I saw how beautifully both air and flowery mead
Were crowned and adorned.
To describe the green grace
And the landscape it makes so sweet,
And at the same time prolong my pleasure,
I took pencil and paper
And tried to describe the beautiful trees in rhyme,
To the glory of God their Creator.
Of all the beauty the world lays before our eyes,
There certainly is none which does not pale
Beside green boughs,
Nothing to compare for pure beauty with a wood.

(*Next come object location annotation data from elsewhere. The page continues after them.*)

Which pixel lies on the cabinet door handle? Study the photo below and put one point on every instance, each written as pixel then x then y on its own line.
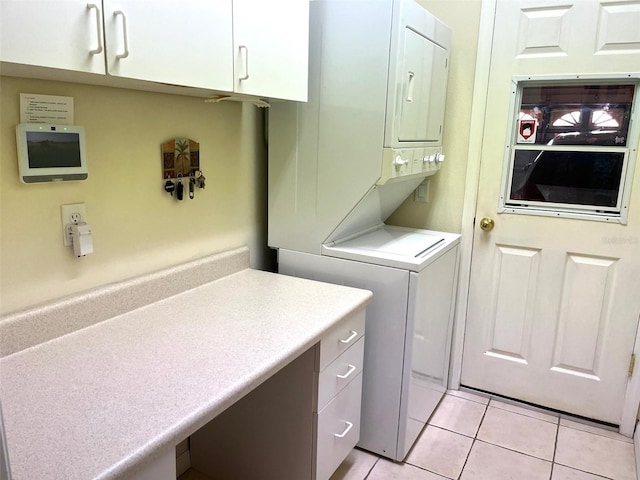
pixel 93 6
pixel 125 36
pixel 353 335
pixel 352 368
pixel 410 87
pixel 346 430
pixel 246 61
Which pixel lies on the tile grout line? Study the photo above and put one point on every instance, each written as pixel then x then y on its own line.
pixel 475 438
pixel 371 469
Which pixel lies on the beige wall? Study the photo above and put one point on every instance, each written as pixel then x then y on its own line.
pixel 137 227
pixel 446 189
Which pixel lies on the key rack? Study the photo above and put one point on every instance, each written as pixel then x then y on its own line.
pixel 180 164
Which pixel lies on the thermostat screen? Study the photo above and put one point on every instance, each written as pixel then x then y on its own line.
pixel 53 149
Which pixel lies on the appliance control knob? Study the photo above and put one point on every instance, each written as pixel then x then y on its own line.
pixel 399 161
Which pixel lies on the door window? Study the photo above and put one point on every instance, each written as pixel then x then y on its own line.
pixel 571 149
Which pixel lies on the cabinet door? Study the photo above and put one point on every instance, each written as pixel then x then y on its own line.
pixel 54 33
pixel 271 48
pixel 182 43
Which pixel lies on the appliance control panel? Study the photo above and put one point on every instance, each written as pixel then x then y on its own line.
pixel 399 164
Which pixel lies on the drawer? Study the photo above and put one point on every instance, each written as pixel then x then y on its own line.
pixel 340 338
pixel 338 429
pixel 340 372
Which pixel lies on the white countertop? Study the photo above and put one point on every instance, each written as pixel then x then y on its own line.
pixel 104 401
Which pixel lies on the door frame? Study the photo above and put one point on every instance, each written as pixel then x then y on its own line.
pixel 474 156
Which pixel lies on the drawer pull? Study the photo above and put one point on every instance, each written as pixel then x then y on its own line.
pixel 353 335
pixel 352 368
pixel 346 430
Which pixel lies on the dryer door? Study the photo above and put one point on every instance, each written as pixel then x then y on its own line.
pixel 421 110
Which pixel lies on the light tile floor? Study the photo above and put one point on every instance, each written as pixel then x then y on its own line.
pixel 470 437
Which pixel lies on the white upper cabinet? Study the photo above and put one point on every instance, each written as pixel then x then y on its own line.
pixel 237 46
pixel 187 43
pixel 56 34
pixel 271 47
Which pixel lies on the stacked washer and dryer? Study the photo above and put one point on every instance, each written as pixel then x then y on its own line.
pixel 339 165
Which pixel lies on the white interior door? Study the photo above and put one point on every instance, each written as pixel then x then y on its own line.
pixel 553 301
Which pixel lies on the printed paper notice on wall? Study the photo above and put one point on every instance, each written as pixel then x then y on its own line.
pixel 49 109
pixel 527 131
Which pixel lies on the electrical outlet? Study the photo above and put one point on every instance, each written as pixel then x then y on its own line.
pixel 70 214
pixel 421 194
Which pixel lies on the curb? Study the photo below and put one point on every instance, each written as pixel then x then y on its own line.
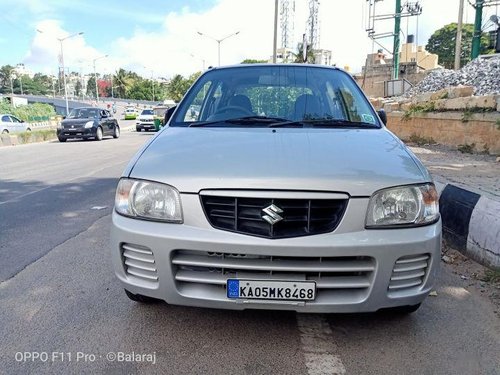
pixel 471 223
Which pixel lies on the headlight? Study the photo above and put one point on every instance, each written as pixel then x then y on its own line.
pixel 148 200
pixel 403 206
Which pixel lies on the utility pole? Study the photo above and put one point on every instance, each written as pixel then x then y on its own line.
pixel 476 39
pixel 397 31
pixel 458 42
pixel 275 40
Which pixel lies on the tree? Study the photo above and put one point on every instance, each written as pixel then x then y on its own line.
pixel 78 88
pixel 5 77
pixel 442 43
pixel 122 81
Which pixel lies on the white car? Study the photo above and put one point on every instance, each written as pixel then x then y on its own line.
pixel 11 124
pixel 146 120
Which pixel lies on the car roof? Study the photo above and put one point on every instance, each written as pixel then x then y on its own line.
pixel 295 65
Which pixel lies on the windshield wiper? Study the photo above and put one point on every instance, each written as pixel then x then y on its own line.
pixel 326 123
pixel 248 120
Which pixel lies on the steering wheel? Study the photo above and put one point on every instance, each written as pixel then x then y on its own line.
pixel 234 108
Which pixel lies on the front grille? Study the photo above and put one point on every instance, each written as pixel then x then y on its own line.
pixel 139 262
pixel 337 278
pixel 409 272
pixel 300 217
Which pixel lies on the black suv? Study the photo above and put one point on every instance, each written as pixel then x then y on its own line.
pixel 88 122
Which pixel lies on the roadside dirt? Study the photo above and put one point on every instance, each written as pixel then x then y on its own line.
pixel 478 172
pixel 474 277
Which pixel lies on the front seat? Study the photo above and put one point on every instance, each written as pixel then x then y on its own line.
pixel 307 106
pixel 241 101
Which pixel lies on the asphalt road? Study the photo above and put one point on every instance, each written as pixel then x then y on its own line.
pixel 60 301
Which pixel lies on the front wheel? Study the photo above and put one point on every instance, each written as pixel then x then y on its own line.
pixel 98 134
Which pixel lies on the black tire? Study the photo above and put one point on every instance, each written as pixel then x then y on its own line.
pixel 140 298
pixel 98 134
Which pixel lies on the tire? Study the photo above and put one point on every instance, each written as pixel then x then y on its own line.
pixel 140 298
pixel 98 134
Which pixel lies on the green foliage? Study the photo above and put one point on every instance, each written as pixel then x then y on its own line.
pixel 179 85
pixel 30 112
pixel 467 148
pixel 442 43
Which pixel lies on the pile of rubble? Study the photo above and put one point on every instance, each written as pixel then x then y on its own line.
pixel 482 73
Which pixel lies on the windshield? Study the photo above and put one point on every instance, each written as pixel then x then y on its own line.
pixel 286 94
pixel 84 113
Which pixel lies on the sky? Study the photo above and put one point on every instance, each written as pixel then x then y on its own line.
pixel 159 38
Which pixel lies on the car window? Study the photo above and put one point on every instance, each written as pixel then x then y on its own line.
pixel 294 93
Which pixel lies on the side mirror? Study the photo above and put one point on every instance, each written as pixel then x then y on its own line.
pixel 383 116
pixel 169 113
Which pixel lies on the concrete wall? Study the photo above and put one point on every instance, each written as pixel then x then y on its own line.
pixel 450 128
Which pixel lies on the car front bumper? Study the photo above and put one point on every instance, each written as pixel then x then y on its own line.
pixel 358 270
pixel 76 133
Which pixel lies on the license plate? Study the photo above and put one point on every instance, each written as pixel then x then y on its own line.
pixel 271 290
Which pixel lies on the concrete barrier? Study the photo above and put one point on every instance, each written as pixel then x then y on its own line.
pixel 471 223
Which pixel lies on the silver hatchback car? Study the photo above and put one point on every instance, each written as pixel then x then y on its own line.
pixel 284 191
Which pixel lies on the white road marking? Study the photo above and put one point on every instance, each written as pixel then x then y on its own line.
pixel 318 346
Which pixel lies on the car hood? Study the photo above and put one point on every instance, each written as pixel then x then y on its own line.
pixel 357 162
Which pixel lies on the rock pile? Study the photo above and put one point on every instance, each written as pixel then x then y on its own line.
pixel 483 74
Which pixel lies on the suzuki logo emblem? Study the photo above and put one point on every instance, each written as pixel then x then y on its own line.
pixel 272 214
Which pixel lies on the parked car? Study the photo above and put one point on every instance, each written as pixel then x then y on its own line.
pixel 11 124
pixel 130 113
pixel 145 121
pixel 88 122
pixel 285 191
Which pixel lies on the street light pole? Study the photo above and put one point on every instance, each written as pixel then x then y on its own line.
pixel 95 78
pixel 219 41
pixel 63 68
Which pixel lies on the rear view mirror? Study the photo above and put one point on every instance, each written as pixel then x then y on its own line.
pixel 383 116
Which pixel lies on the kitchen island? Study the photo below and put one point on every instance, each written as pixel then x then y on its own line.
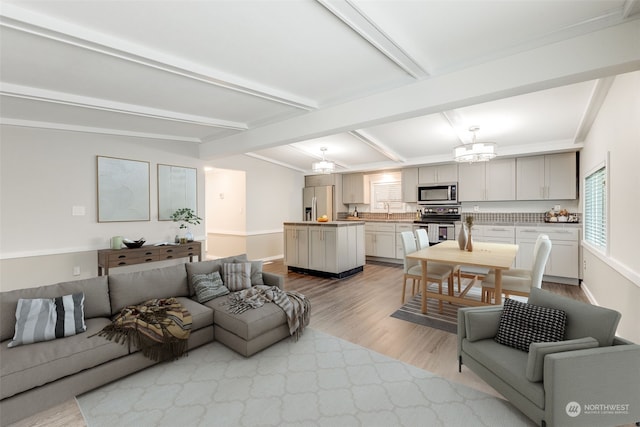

The green roofing overhead
Makes me feel young again;
It hangs there, a living tapestry,
To the glory of God and our delight....
Beyond many trees that lay in shade
I often saw one in full light;
A human eye would scarce believe
How sweetly twilight, light and darkness
Meet side by side in leafy trees.
Peering through the leaves with joy
We notice, as we see the leaves
Lighted from one side only,
That we can almost see the sun
Mixing gold with the tender green, etc.
and so on for another twenty lines.
Yet this rich Burgomaster of Hamburg, for all that he dealt chiefly
in rhymed prose, had his moments of rare elevation of thought and
mystical rapture about Nature; for instance, in the introduction to
_Ueber das Firmament_:
As lately in the sapphire depths,
Not bound by earth nor water, aim nor end,
In the unplumbed aerial sea I gazed,
And my absorbed glance, now here, now there,
But ever deeper sank--horror came over me,
My eye grew dizzy and my soul aghast.